Fruit Battery – activity
In this activity you will make batteries that can light up LED bulbs using different everyday fruits or potatoes. You will also determine how many of the same type of fruit you will need to light up different coloured LEDs.
Ensure you read the instructions before conducting the activity. The accompanying video also shows how the activity is done and can serve as a guide.
Batteries contain a negative electrode, a positive electrode and an ion conducting electrolyte that facilitates ion transfer. In the example of a lemon battery setup, the copper metal is the positive terminal, the zinc metal the negative terminal and the juice in the lemons form the electrolyte.
The ions in the juices attack the zinc metal to form zinc ions which move through the lemon juice to the copper metal. But this can only be seen when the ions are converted to electrons. The conversion of ions to electrons will occur once we have connected both terminals to other negative and positive terminals of a device that requires energy, for example the LED light. This means that we have closed the circuit. As a result we are able to transfer the electrons through the connections between the positive and negative terminal, to the device (LED light) to give energy (the bulb lighting up).
Depending on the number of ions these juices produce, they are able to have higher or lower voltages. In essence, the fruits that appear to have higher voltages produce more ions that attack the electrodes, compared to the fruits that have lower voltages.
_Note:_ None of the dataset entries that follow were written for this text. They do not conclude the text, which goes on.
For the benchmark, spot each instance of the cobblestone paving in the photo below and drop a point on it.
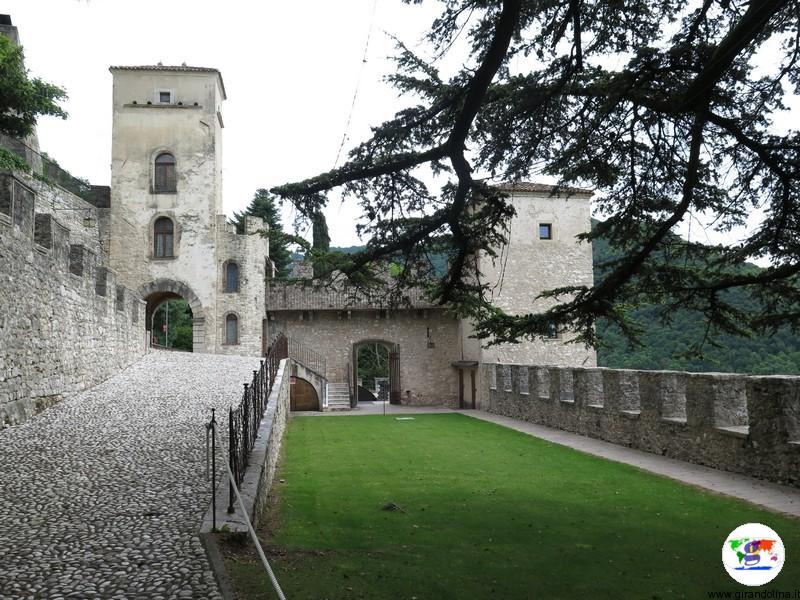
(102, 495)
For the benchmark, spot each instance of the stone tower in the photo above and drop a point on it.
(167, 235)
(542, 253)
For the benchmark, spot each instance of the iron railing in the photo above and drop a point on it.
(244, 420)
(305, 355)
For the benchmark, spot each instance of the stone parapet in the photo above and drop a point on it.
(738, 423)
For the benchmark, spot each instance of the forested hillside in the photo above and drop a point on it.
(666, 346)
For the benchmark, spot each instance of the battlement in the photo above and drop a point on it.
(739, 423)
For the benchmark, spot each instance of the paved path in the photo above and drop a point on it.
(102, 495)
(769, 495)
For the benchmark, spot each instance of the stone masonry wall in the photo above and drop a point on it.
(748, 425)
(426, 374)
(65, 322)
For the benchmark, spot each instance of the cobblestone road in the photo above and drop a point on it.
(102, 495)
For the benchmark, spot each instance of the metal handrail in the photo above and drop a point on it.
(244, 420)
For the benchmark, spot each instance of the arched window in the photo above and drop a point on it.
(164, 180)
(231, 277)
(231, 329)
(163, 238)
- 5-10 pieces of a fruit or potato*
- Copper coin or copper coated nails (one for each piece of fruit)
- Zinc coated nails (one for each piece of fruit)
- Crocodile clips (two for each piece of fruit)
- Different coloured LEDs (red need the lowest voltage, blue need the highest voltage to light up)
- Multimeter or voltage meter (optional)
* Start by trying tomatoes (cherry size good), baby potatoes (or large ones cut to pieces) or lemons, which all work well. Potatoes produce more charge if they have been boiled a little, be sure they are still firm. The potatoes we used in the instruction video had been boiled for 5 minutes. Have adult supervision if you decide to boil your potatoes, and don't start the activity until they have completely cooled.
- Insert a copper coated nail (positive terminal) into your first piece of fruit. Insert all your nails about 2cm deep.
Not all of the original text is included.